Book upon book exist in the field of philosophy of science, documenting the actual processes used by extraordinary as well as run-of-the-mill scientists in all kinds of research endeavors, most of them concluding that the so-called “Scientific Method” is but a subset of deductive reasoning, with many extraneous trappings, and that deductive reasoning itself is but one of a number of methods used to carry out real and innovative scientific research.

In addition to this, a number of books in the field of feminist science have uncovered methodologies used by researchers such as geneticist Barbara McClintock, winner of the Nobel Prize in 1983. The basis of her work did not lie in crafting testable or falsifiable hypotheses and pursuing them in the rigid manner prescribed by those who believe the Scientific Method not only describes how scientific research is done, but how it should be done.

Indigenous research methods exist within this rich palette of methods and fields. They offer so much value to the research community that Indigenous elders and educators meets regularly with research scientists in the fields of theoretical physics and resilience ecology, and it is not so they can be educated in the Scientific Method.

Yes, crafting a hypothesis can be useful. Yes, it can be meaningful to make that hypothesis testable, or even falsifiable. I have taught the method to both undergraduate and graduate students. But it is absolutely NOT the only way scientific research is really done.
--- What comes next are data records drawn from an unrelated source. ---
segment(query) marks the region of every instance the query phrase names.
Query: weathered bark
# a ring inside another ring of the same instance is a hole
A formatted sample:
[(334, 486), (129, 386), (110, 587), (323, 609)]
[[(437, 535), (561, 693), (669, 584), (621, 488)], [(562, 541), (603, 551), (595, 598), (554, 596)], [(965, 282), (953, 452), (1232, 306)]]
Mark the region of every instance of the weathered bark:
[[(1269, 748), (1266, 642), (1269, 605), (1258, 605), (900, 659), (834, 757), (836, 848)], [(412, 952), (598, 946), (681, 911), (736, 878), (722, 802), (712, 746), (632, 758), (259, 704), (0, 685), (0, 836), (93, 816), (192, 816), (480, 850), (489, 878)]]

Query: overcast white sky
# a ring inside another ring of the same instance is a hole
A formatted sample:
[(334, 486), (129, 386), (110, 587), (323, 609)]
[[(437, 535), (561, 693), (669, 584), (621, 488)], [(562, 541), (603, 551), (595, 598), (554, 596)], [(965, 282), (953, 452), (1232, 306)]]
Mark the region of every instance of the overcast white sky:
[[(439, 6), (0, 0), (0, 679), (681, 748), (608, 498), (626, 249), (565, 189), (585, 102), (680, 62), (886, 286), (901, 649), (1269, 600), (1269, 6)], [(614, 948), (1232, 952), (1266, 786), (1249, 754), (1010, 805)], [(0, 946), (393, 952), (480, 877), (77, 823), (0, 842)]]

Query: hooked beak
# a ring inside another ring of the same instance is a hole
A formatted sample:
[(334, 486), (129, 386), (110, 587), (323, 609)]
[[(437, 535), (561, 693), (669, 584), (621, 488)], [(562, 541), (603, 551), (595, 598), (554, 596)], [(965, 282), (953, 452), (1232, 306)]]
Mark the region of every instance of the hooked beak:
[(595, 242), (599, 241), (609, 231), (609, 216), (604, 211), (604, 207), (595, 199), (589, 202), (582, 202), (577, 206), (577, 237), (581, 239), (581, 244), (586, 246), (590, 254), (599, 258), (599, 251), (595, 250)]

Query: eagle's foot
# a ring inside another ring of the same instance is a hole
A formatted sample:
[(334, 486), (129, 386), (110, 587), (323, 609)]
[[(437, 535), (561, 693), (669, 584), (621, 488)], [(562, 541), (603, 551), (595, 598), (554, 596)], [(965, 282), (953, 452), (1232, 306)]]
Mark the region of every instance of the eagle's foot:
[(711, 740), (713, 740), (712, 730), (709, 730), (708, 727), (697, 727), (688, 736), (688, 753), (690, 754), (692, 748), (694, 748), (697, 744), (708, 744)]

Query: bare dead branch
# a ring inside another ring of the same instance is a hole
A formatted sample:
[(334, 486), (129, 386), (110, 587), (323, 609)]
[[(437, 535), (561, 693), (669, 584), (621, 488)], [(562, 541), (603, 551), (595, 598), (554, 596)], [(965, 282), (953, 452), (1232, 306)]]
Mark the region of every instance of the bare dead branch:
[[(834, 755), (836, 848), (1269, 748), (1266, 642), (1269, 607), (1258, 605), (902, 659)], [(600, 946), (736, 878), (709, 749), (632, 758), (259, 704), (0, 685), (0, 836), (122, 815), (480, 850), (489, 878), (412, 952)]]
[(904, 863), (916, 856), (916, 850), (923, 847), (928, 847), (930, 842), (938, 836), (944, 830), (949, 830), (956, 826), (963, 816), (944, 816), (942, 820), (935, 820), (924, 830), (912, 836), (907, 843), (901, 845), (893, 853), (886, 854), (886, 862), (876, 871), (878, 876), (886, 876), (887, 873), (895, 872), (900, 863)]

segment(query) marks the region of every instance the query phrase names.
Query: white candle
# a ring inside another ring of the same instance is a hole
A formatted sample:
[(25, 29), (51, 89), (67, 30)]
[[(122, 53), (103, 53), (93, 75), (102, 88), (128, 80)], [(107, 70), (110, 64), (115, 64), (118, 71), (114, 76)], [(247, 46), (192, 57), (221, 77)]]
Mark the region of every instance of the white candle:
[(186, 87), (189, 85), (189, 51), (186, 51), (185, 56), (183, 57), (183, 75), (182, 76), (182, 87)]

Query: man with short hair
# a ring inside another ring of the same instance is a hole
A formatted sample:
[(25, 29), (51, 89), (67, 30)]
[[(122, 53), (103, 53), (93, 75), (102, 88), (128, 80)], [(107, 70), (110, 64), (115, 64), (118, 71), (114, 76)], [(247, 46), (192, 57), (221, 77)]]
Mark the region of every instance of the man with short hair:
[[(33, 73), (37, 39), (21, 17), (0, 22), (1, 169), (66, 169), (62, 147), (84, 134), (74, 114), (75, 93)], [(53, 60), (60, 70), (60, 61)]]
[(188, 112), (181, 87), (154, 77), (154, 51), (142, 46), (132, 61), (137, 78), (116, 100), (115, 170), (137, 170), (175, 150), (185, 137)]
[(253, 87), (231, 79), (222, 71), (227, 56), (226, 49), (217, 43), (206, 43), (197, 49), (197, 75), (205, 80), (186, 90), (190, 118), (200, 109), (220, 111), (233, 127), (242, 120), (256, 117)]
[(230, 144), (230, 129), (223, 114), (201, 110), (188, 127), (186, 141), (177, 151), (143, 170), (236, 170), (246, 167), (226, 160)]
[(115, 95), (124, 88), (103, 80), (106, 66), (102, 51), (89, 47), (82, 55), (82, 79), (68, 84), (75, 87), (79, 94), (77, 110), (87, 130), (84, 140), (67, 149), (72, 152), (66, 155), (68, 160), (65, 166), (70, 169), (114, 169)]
So when someone from the dominant scientific community tells me that Indigenous research graduate students “must” use the Scientific Method in their work for it to be valid science – that they must frame their research as a problem statement, hypothesis, and research question — or that, in some cases, they even have to posit a theory (a level of ideation that has no business in an early research career, which is something a scientist advisor ought to know), I have to cry not only “foul” but “bad science!” It’s time we, as Indigenous scholars, started learning some sound philosophy of science. I think the dominant culture counts on us not knowing it. For certain, without it we cannot defend ourselves. We can only – and I think this may be the better course of action – simply go about our business and ignore them.

(1) Stephen Jay Gould. 1980. The Panda’s Thumb: More Reflections in Natural History. W.W. Norton & Company, New York. p. 18-27

(2) Walter Isaacson. 2008. Einstein: His Life and Universe. Simon & Schuster.